Due to the introduction of online classes following the Coronavirus outbreak, higher education has faced an incredible transformation. Many schools, colleges, and numerous other educational institutions have transitioned to online teaching, but teachers still have difficulty engaging students in the online environment. As a result, they must make tough decisions every day, whether between asynchronous and synchronous learning or educational tools they need among hundreds of options. However, many online platforms have started offering online-only courses, especially educational websites, that offer free certificate course programs.
Globally, the pandemic has caused schools to close, which has resulted in over 1.2 billion children being out of school. Consequently, education has changed dramatically, with the rise of online certification courses like AWS certification and e-learning, in which instructors teach remotely and use digital platforms.
According to research, online learning has proven to increase retention of information and take less time, meaning the changes caused by the Coronavirus may not be reversible. Traditionally, people perceive online education as an excellent alternative to traditional higher education, particularly for work-hardened adults looking for higher education opportunities. Nevertheless, the emergence of the pandemic has forced educators and students across all educational levels to adjust quickly to virtual courses. During the early stages of COVID-19, the term ’emergency remote teaching’ was coined to describe a quick transition.
When the pandemic first surged, nobody expected it to become this widespread and long-lasting. Hence, people did not seek online teaching methods immediately. Instead, offline classes got suspended till further notice as people expected it to be a delay of only a month or two at best. However, with time, the masses realized that the Covid-19 pandemic was not vanishing any time soon. Moreover, that prolonged delaying of learning was affecting children’s future; hence the educational sector desperately switched to online mediums of education.

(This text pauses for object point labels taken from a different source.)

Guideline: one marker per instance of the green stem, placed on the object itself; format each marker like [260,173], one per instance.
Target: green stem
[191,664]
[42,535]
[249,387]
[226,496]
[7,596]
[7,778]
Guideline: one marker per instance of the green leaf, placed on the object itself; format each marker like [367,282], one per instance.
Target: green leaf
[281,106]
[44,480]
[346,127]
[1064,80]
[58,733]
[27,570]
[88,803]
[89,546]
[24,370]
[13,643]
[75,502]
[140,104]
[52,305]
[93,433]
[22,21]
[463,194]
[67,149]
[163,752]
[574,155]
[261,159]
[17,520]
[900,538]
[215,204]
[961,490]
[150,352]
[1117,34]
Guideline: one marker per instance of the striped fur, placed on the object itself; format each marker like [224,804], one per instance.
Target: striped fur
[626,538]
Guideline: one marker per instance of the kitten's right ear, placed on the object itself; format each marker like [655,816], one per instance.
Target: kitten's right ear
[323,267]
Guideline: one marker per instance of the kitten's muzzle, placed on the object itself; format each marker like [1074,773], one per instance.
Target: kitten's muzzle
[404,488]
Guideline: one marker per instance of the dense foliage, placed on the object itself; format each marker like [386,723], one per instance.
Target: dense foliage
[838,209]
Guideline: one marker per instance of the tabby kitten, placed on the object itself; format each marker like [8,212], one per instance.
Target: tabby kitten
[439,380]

Due to further rises in infection rates, some courses have shifted from offline to online instruction, back to the classroom, and finally to online education. There have also been instances where instruction is delivered online and in-person: students can attend online or in-person (the HyFlex model). To create learning experiences that are feasible and effective, instructors needed to consider the affordances and constraints of the specific learning environment.
Technology in education was already experiencing rapid growth and adoption before COVID-19. However, since the pandemic, there has been an increase in demand for online learning software, language apps, virtual tutoring, and video conferencing tools. With the sudden shift away from classrooms in many parts of the world, some ask whether online learning will survive the post-pandemic era and how such a change would affect the global education market.

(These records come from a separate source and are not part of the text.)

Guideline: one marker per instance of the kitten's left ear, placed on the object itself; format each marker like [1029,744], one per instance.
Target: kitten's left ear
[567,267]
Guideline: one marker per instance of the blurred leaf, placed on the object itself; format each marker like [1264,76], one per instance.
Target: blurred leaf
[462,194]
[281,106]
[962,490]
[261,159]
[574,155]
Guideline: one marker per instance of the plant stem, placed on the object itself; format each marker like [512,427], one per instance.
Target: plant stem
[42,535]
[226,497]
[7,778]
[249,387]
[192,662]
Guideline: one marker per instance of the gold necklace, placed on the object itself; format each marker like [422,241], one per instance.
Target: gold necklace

It has been possible to maintain continuity in education through online and distance learning in the past, such as after earthquakes, but the current crisis is unprecedented in its scale. Therefore, the pandemic has forced everyone worldwide to engage in virtual learning. Speculations have also begun about the long-term effects of the COVID era and how education might change. For some, it’s imperative to return immediately to concepts taught in the physical classroom. However, others see this shift as the opportunity to reimagine how one delivers education in the future.